This well known restaurant near Bangor has seen several changes since its starry days as Shanks, under the late Robbie Millar, but the arrival of Stephen Jeffers looks set to mark the beginning of a new and happier era.
For Stephen Jeffers not only goes back a long way with the Clandeboye Estate, having cooked for Lady Dufferin before branching out into restaurants, but he has a loyal following at his Bangor seafood bar, Jeffers by the Marina, and is highly regarded in the area and beyond – which is encouraging both destination diners and casual visitors to come to this slightly off the beaten track venue, as well as pleasing golfers.
The main restaurant is on the lower ground floor and used for evening meals and Sunday lunch; a pleasant room with windows along one wall and the kitchen visible through a glass screen at the end, it’s furnished quite casually with lightwood furniture and leather banquettes, with a collection of good paintings lending a certain gravitas to the informal setting.
As well as a very appealing à la carte menu showcasing a host of fine local foods – including Ewings of Belfast smoked salmon, Clandeboye Estate produce such as pigeon, eggs and milk (the latter used in the rice pudding they serve with poached berries, for example), Copeland Island crab, Portavogie prawns and Strangford Lough scallops – a special Forty Five Pound menu offers exceptional midweek value (meal for two including a bottle of wine, Tue-Fri), and this is also available at Jeffers on the Marina, in Bangor.
Upstairs, an all day bar menu is served to golfers and the growing number of casual visitors who are now getting to know about Jeffers at Blackwood.

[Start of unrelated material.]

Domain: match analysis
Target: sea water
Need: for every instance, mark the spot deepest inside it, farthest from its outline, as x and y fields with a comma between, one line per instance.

Beginning with the aroma of freshly baked scones first thing in the morning, there is always something to entice people in for a bite and their appealing, well-priced Snax menu offers golfers’ favourites (steaks, of course, also a range of burgers with great variations, including Crozier blue cheese) and a tempting range of less predictable dishes such as pickled herrings on toast, salt & pepper squid, duck confit and Irish seafood skewers.
All round this is a pleasing venue and the offering is well pitched for the mood of the times, with well sourced local foods served at accessible prices – all of which explain the growing numbers of repeat visits.
: Bar Menu all day in The Hunt Room; evenings - Forty Five Pound Menu (also offered at Jeffers by the Marina). Evening restaurant downstairs, à la carte.